There can be many problems and solutions when it comes to bicycle brakes. This article will attempt to cover all the common problems in caliper-type brake systems and only briefly mentions the torpedo brake.
Method 1 of 6: Checking the calipers
Step 1. Check the brake pads
The first thing you need to know is if your brake pads are too worn to work properly. There must be at least 8 mm of rubber (the brake pad) between the caliper and the tire when the caliper is actuated. If the inserts are worn out, you will have to replace them.
Step 2. Check cables
Depress the brake actuators and make sure the cables move. Otherwise, the cable may be stuck or the hitch may be loose.
Step 3. See if the calipers move when the brake is pressed
If the brake cable moves close to the brake lever but does not move close to the caliper, the cable could be torn inside its plastic cover. So it will have to be replaced completely.
Step 4. Look at the caliper to see that both sides hold the tire at the same time
If only one side moves, you can see that only one pad is being actuated, and this will not allow for efficient braking. You may need to loosen the clamp screws to try to unlock the side that is stuck. A good lubricant can do the trick.
Method 2 of 6: Changing Brake Pads
Step 1. Buy new brake pads
If you know the make and model of your bike, you will probably have no problem finding compatible pads at a specialist store.
Step 2. Remove nuts and washers and release inserts from caliper
On most bicycles, this can be done without having to remove the clamps from the bicycle frame.
Step 3. Install the new pads, taking care to keep the surfaces in line with the tyre
Make sure the insert height is close to the wheel rim. If it gets too low, the insert can slip out of the rim, causing a dangerous situation, and if it gets too high, it can scrape the tire, which isn't good either.
Method 3 of 6: Maintaining Cables
Step 1. Lubricate the collet shaft
Step 2. Check the adjustment of your brake cables
When the brakes are not applied, the pads should be about 8 mm from the tire rim, and when the brake lever is applied, they should fully contact the rim halfway through the lever.
Step 3. Lubricate the cables
You can spray an aerosol lubricant where the cable enters its plastic cover, near the brake lever. Various types of oil can be purchased at auto parts stores.
Step 4. Remove the cable from its plastic cover, only if it is too rigid, or difficult to operate
This is done by removing the hitch on the caliper or brake lever, and pulling the cable in the opposite direction. If you do remove the cable, use an aerosol lubricant (or even WD-40) to remove dirt and debris from the cable. Apply a light coat of lithium grease or machine oil to the cable and reinstall if undamaged.

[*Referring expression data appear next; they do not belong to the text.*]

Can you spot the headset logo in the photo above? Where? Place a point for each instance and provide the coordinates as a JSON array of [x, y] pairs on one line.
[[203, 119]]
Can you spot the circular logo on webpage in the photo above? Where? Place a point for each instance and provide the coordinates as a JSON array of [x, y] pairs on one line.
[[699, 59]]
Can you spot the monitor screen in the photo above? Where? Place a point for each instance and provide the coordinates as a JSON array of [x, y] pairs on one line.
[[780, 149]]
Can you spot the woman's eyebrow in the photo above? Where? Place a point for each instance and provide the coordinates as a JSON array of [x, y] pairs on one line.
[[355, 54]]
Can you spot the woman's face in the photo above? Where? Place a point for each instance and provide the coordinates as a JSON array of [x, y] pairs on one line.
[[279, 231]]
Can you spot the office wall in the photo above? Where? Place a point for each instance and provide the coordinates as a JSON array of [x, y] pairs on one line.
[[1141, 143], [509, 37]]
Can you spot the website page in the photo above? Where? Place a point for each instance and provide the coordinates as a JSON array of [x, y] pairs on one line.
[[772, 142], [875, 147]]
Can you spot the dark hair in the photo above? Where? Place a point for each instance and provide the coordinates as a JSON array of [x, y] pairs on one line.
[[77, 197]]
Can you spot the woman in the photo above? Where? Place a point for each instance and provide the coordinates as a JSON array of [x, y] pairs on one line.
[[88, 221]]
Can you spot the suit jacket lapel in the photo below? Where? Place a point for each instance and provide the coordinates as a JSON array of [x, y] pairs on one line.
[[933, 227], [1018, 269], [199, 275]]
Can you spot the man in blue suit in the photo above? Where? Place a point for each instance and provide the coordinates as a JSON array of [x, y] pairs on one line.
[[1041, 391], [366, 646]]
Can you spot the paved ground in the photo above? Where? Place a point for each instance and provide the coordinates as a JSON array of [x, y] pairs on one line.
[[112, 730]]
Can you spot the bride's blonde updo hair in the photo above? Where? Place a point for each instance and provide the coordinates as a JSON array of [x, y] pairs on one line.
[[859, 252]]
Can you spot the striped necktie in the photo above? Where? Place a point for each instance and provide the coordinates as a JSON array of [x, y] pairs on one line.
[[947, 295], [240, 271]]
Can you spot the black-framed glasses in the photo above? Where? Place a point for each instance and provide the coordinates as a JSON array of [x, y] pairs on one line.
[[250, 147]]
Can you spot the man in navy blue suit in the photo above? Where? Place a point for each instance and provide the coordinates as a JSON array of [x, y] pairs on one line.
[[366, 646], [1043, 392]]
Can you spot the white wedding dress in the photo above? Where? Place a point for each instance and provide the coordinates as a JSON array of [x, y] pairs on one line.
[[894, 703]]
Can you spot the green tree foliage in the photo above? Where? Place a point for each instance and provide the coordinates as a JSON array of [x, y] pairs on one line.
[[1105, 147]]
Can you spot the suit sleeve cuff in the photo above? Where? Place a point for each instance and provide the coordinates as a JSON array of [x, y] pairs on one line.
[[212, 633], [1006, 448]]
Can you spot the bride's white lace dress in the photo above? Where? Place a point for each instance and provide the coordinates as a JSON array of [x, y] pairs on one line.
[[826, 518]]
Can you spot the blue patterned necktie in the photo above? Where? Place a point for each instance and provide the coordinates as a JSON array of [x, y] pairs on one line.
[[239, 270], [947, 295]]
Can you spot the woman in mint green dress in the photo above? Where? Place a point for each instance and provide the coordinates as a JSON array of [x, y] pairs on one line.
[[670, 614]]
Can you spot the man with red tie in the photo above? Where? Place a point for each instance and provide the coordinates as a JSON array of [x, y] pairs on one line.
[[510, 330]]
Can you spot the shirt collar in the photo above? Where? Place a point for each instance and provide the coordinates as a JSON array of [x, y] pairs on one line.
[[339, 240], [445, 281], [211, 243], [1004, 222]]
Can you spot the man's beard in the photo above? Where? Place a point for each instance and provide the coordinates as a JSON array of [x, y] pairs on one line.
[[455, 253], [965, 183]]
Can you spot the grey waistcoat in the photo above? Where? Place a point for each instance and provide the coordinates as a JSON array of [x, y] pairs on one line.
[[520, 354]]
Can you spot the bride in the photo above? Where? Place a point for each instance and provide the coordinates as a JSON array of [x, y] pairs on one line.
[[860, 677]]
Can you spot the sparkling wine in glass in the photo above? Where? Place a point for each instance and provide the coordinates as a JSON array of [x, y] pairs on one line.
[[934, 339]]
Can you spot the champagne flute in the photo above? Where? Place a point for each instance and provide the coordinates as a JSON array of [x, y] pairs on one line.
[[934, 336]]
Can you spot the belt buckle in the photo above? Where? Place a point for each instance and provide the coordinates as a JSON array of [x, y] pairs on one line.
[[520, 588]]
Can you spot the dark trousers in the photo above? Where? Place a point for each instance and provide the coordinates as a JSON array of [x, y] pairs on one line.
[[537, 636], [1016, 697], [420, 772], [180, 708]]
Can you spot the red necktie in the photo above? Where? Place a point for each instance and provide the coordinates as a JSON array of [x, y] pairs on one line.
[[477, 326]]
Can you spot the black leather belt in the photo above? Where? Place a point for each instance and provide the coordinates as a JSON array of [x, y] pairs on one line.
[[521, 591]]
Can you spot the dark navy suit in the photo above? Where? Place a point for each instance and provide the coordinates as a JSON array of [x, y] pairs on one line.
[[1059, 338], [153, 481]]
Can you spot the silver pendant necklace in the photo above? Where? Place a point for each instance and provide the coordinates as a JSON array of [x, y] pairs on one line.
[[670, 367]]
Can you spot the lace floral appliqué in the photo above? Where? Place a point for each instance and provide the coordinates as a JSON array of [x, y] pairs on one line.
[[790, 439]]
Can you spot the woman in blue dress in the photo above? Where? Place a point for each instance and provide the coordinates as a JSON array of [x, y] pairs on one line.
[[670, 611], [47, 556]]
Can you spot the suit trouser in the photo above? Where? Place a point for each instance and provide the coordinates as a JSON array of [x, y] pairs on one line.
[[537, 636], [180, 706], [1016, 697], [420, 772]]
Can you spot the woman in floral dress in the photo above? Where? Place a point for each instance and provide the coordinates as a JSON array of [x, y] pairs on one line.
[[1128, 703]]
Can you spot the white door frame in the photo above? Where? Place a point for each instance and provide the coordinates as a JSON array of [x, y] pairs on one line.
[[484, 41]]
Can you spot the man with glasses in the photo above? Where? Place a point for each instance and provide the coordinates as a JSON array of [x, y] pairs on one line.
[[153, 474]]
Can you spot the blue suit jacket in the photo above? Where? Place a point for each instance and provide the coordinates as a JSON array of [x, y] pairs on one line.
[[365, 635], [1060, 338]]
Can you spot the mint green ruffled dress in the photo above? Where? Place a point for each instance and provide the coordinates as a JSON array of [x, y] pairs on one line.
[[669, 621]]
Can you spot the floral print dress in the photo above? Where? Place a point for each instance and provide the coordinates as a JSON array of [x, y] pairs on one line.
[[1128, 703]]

Step 5. Thread the loose end of the cable through the hitch at the end you removed earlier and check how far the brake lever can be pressed before the brake touches the tire
When the brake pads are about 6 mm from the tire with the brake lever released, tighten the hitch.

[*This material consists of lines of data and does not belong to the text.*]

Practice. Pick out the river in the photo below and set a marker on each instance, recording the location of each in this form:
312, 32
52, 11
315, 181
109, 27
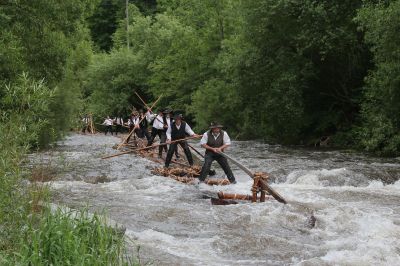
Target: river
354, 198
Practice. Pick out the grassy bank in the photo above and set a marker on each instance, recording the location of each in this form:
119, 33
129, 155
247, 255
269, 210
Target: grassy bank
31, 233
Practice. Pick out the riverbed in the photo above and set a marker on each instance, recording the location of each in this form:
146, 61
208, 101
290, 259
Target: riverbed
354, 198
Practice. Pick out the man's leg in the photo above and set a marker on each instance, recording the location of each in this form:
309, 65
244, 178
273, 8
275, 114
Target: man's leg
188, 154
146, 134
129, 134
208, 159
170, 153
163, 139
223, 162
154, 133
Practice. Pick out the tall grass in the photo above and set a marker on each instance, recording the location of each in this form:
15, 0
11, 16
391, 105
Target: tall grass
30, 232
69, 238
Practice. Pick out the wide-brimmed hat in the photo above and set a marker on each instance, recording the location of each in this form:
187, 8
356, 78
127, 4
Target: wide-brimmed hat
167, 110
215, 125
178, 116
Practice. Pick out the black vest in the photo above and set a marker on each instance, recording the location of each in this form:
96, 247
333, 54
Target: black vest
215, 143
144, 123
178, 133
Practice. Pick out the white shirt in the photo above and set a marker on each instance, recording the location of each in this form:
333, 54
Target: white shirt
226, 139
188, 130
134, 121
108, 122
158, 122
119, 120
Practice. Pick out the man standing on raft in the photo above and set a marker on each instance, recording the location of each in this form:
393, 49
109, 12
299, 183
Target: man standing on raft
215, 141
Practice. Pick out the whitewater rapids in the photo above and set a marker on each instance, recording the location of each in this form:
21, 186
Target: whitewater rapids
355, 200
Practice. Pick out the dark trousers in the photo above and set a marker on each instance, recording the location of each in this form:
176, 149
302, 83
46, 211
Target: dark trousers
84, 128
108, 129
222, 161
173, 148
118, 128
163, 138
145, 133
131, 127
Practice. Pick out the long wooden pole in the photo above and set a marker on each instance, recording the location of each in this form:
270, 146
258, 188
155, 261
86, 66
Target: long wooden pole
129, 135
149, 147
264, 185
193, 148
145, 104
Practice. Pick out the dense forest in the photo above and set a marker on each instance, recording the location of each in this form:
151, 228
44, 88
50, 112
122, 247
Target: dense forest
284, 71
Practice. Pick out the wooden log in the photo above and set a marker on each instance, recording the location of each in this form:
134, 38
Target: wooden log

Step 6. Replace only the cable, or the entire cable assembly if the above steps do not solve the problem of the cable not moving when applying the brake
Buy a cable the same diameter, brand, and length as the original. Aligning, cutting to the same size and passing through the couplings are a bit tricky tasks.
Method 4 of 6: Servicing the Brake Levers
Step 1. Check the cable hooks on the underside of the brake levers to make sure they are secure
Step 2. Lubricate the axle bolts on the lever
Method 5 of 6: Maintaining the calipers
Step 1. Make sure the calipers are level above the tire
Step 2. Check that the springs are tensioned evenly on each collet arm
If one side moves more than the other when the brake lever is pulled, you must make sure both arms are moving freely and well lubricated. Squeeze the spring of the moving arm further by bending with pliers, being careful not to cut or break the spring.
Method 6 of 6: Torpedo brake
Step 1. Rotate your bike's pedal backwards if your bike is equipped with a torpedo brake
The pedals should only go back ¼ of a turn and the brake should be applied. This all happens inside the rear axle, and maintenance is not recommended for beginners.
Step 2. Check the brake arm
It is usually a flat iron arm fitted to the rear axle opposite the belt, which is attached to the lower frame. See if the hitch is loose, allowing the arm to rotate with the axle. If it is loose, reattach the forward-facing arm of the bike.
- Don't buy a smaller brake pad.
- If you don't know how to assemble or disassemble the brake mechanism, don't try. Ask someone who knows for help.
- An incorrectly mounted mechanism can leave the brakes constantly scraping the tire!
- Always read the user manual.
- If nothing goes well, take it to a store and pay for a job well done.
- Securely fasten the new inserts so that they work efficiently.
- Walk slowly to test the brakes before accelerating!!!